Le Premier ministre quitte aussitôt la primature, se rend précipitamment au « Petit Palais » situé à cinq minutes de marche, mais ne réussit pas à voir le chef de l’État. Il est bloqué à la porte par les « Bérets rouges », instruits par Fodé Bangoura de ne pas le laisser entrer. Conté est complètement isolé et « cuisiné » par les adversaires de Cellou Dalein Diallo, rejoints par Aboubacar Somparé, président de l’Assemblée nationale et ennemi déclaré du Premier ministre. Ils tiennent conclave. À 13 h 10, la radio lit un deuxième décret qui limoge Diallo « pour faute lourde ».
Ce n’est pas tout : les « anti-Cellou » de l’entourage présidentiel font signer en début de soirée un autre décret qui débarque le directeur du Port autonome de Conakry, Almamy Kabélé Camara. Motif ? Il est proche du désormais ex-Premier ministre au point de s’être taillé la part belle dans le gouvernement mort-né : le poste de ministre de l’Administration du territoire, de la Décentralisation et de la Sécurité.

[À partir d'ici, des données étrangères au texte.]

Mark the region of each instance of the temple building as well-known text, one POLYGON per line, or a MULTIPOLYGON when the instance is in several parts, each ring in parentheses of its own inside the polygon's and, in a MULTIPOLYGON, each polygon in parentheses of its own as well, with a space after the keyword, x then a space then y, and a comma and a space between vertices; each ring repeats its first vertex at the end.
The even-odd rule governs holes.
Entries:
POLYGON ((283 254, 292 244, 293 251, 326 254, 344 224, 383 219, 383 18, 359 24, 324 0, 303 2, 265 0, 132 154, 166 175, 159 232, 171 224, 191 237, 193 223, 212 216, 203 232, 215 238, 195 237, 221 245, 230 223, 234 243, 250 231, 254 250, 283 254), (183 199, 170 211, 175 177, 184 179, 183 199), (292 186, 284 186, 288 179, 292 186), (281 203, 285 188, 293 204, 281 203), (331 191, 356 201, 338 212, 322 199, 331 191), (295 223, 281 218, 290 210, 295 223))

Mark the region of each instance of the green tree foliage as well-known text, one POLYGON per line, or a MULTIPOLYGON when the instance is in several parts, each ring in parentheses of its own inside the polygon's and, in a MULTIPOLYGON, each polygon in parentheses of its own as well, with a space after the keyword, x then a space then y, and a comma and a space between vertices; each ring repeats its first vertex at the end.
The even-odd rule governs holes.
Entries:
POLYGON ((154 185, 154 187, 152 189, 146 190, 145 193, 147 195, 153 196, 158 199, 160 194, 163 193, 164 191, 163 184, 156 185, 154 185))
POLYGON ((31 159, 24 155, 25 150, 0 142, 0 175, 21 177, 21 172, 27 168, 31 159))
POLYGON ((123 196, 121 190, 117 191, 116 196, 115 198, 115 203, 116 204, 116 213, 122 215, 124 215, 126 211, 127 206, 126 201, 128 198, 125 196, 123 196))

À 22 heures, un Conseil interministériel extraordinaire se réunit à la présidence jusque très tard dans la nuit. Sous la présidence de Fodé Bangoura, les membres du gouvernement planchent sur la suite à donner à la « faute lourde » de Cellou Dalein Diallo. Va-t-il être poursuivi pour « falsification de documents administratifs, recel, faux et usage de faux » ? Après deux journées de guérilla au sommet, un constat s’impose : il est difficile de faire mieux dans la pagaille institutionnelle que Conté et son entourage. Ou pour ridiculiser ce qui reste de l’État guinéen. Le chef de l’État, qui a bel et bien signé le décret du 4 avril, brandit à ses proches un argument : il n’aurait demandé à Cellou Dalein Diallo que de remplacer les cinq ministres qui ont accédé à l’âge de la retraite à la date du 1er janvier 2006. Peut-il se dédouaner aussi simplement ? A-t-il apposé sa signature sur le décret sans l’avoir lu ?
En réalité, diminué par une maladie qui l’a contraint à un séjour médical en Suisse (du 18 au 24 mars), Conté n’est plus dans les dispositions de gouverner son pays. En proie à de récurrents comas diabétiques responsables de troubles répétés de la mémoire, ce dernier connaît de longs moments de faiblesse qui le coupent totalement de la réalité. Jusqu’à quand ses proches prolongeront-ils artificiellement sa vie politique ? Quand s’arrêtera la situation de non-État qui ridiculise la Guinée chaque jour davantage et l’enfonce dans la misère ?
Questions sans intérêt pour les proches de Fodé Bangoura, jadis aux prises avec le camp de Cellou Dalein Diallo, qui savourent aujourd’hui leur victoire. Le limogeage du Premier ministre renforce le secrétaire général à la présidence, désormais détenteur de la réalité du pouvoir. Ce qui n’est pas sans importance dans la course à la succession engagée depuis plusieurs mois.